Application de la loi immigration : un « recul sans précédent des droits fondamentaux »

À l’unanimité, les membres de la Commission nationale consultative des droits de l’homme (CNCDH) ont critiqué sévèrement la loi sur l’immigration, soulignant qu’elle représente un recul sans précédent des droits fondamentaux.

La CNCDH s’est réunie jeudi 26 septembre 2024 pour la première plénière.

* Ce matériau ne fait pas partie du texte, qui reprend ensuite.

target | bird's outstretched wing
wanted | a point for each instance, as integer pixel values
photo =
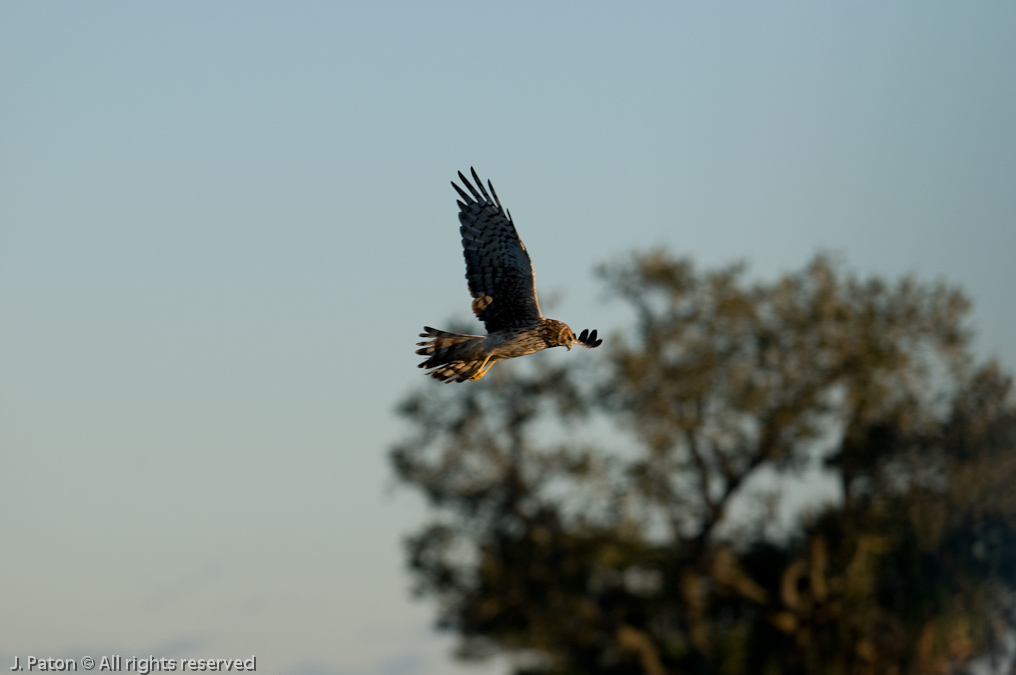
(497, 264)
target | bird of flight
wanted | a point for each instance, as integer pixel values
(504, 296)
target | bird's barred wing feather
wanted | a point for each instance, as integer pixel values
(497, 264)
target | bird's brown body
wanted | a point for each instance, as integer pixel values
(504, 297)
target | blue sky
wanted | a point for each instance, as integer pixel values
(221, 226)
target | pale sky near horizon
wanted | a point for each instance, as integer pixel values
(223, 225)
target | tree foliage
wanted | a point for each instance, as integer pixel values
(631, 514)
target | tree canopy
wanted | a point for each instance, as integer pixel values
(631, 514)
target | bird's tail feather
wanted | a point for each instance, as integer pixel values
(453, 356)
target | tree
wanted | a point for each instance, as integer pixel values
(649, 546)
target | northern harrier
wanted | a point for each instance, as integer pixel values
(504, 296)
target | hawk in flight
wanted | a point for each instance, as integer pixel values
(504, 296)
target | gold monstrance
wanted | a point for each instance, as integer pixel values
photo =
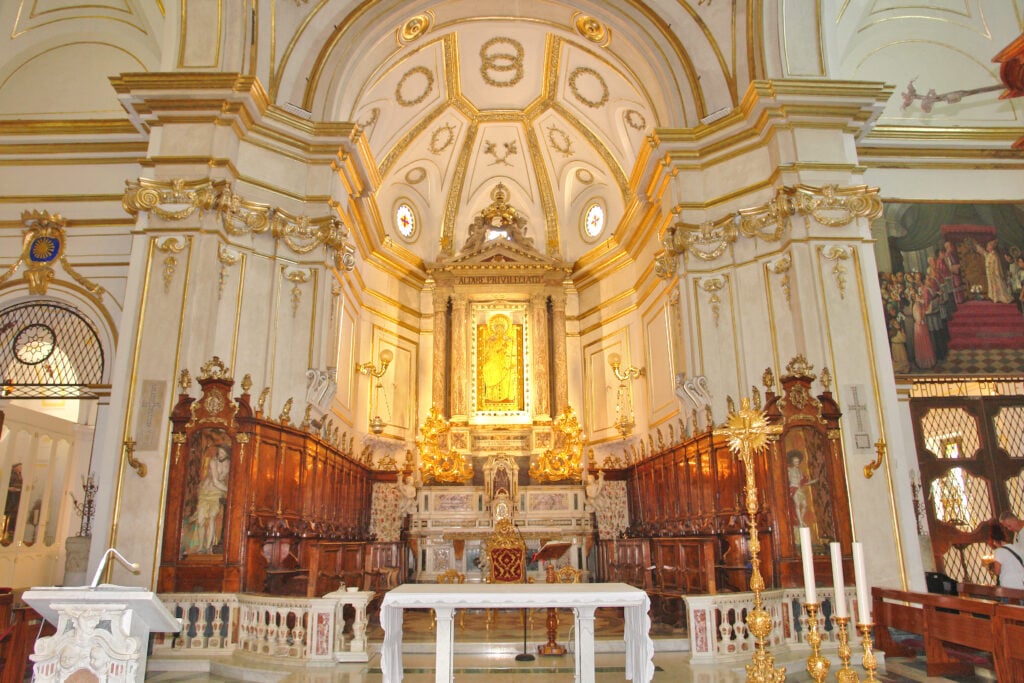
(748, 431)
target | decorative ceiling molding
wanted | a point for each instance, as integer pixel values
(179, 199)
(830, 206)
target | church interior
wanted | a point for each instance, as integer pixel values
(300, 296)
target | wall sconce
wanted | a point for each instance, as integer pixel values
(386, 355)
(625, 422)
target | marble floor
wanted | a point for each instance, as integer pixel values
(483, 653)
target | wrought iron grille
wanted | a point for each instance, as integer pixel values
(48, 350)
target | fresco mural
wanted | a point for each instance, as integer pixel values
(952, 287)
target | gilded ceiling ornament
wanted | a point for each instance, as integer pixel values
(502, 62)
(227, 258)
(635, 120)
(427, 89)
(559, 140)
(564, 462)
(591, 29)
(712, 286)
(171, 200)
(573, 87)
(441, 138)
(170, 246)
(511, 148)
(781, 267)
(415, 27)
(416, 175)
(838, 254)
(437, 466)
(371, 123)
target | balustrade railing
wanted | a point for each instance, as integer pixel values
(298, 629)
(718, 627)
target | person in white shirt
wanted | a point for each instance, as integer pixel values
(1008, 563)
(1013, 526)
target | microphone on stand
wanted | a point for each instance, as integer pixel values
(102, 565)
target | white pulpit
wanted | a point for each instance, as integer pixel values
(103, 631)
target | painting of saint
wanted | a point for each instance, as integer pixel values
(809, 500)
(206, 493)
(499, 365)
(952, 286)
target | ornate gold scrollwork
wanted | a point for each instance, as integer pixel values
(829, 205)
(565, 460)
(179, 199)
(439, 466)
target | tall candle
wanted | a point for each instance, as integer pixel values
(838, 580)
(863, 590)
(806, 552)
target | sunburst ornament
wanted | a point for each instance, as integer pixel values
(748, 430)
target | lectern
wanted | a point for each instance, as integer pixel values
(102, 633)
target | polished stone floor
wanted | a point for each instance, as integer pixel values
(483, 653)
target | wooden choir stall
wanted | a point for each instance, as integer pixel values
(688, 524)
(260, 506)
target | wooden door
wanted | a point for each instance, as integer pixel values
(971, 455)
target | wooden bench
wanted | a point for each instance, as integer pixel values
(944, 621)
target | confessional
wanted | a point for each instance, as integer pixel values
(256, 505)
(688, 523)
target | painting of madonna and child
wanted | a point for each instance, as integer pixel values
(952, 286)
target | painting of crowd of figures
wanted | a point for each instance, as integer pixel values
(951, 276)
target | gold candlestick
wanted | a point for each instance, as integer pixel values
(870, 663)
(845, 673)
(817, 666)
(748, 431)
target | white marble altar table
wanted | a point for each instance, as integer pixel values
(582, 598)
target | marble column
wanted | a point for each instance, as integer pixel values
(460, 373)
(539, 348)
(438, 376)
(558, 348)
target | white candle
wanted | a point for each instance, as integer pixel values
(863, 590)
(838, 580)
(806, 552)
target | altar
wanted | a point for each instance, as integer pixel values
(584, 599)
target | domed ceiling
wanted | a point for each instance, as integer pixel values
(554, 105)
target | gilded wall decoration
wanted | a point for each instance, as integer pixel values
(951, 280)
(43, 244)
(170, 247)
(437, 465)
(591, 29)
(441, 138)
(501, 68)
(635, 120)
(511, 150)
(837, 254)
(415, 27)
(559, 140)
(713, 286)
(781, 267)
(574, 87)
(227, 258)
(428, 86)
(177, 200)
(830, 206)
(564, 462)
(499, 365)
(297, 278)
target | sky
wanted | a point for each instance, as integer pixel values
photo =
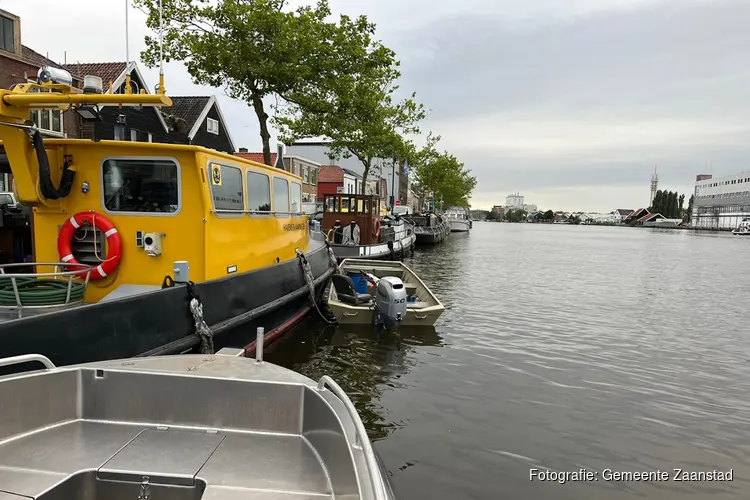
(571, 103)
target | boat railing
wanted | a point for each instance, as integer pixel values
(43, 290)
(362, 441)
(27, 358)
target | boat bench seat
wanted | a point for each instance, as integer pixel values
(346, 292)
(417, 305)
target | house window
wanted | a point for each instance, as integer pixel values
(296, 198)
(280, 195)
(7, 34)
(47, 119)
(226, 188)
(213, 126)
(139, 185)
(258, 192)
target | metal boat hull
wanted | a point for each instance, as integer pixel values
(377, 251)
(159, 322)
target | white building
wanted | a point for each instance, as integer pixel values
(514, 201)
(318, 151)
(721, 202)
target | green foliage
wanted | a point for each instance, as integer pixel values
(668, 203)
(440, 175)
(353, 103)
(253, 48)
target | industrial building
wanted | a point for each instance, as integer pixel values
(721, 202)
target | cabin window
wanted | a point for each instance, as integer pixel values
(141, 185)
(8, 34)
(226, 188)
(47, 119)
(258, 192)
(280, 195)
(296, 198)
(212, 125)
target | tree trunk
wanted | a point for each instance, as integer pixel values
(366, 163)
(263, 122)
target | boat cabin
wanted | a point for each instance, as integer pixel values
(130, 210)
(364, 209)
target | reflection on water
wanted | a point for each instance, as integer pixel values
(561, 347)
(364, 361)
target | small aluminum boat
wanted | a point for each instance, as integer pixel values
(180, 427)
(387, 292)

Après avoir adopté deux déclarations portant sur l’application de la charte sociale européenne aux territoires ultramarins et sur l’exécution des décisions de la Cour européenne des droits de l’Homme, les membres de la CNCDH ont longuement débattu d’un avis sur la loi du 26 janvier 2024 pour contrôler l’immigration et améliorer l’intégration.
Cet avis a été adopté à l’unanimité.
Bien que cette loi ait été adoptée fin 2023, il était important, pour la CNCDH de dresser un premier bilan de l’application de la loi et d’alerter sur les conséquences graves sur les droits fondamentaux que cette réforme implique, dans la continuité de ses avis précédents.
En effet, les premières déclarations des nouveaux premier ministre et ministre de l’intérieur s’inscrivent malheureusement dans la continuité d’une instrumentalisation politique de la question migratoire.
Alors que plus de 20 lois relatives à l’immigration ont été adoptées au cours des 40 dernières années, celle-ci marque un recul inédit des droits fondamentaux en matière de respect des droits humains.
Ainsi, la CNCDH a pris un certain nombre de recommandations, dont voici les principales :
• La CNCDH insiste sur l’urgence d’une réforme de la procédure de régularisation des travailleurs sans papiers en France.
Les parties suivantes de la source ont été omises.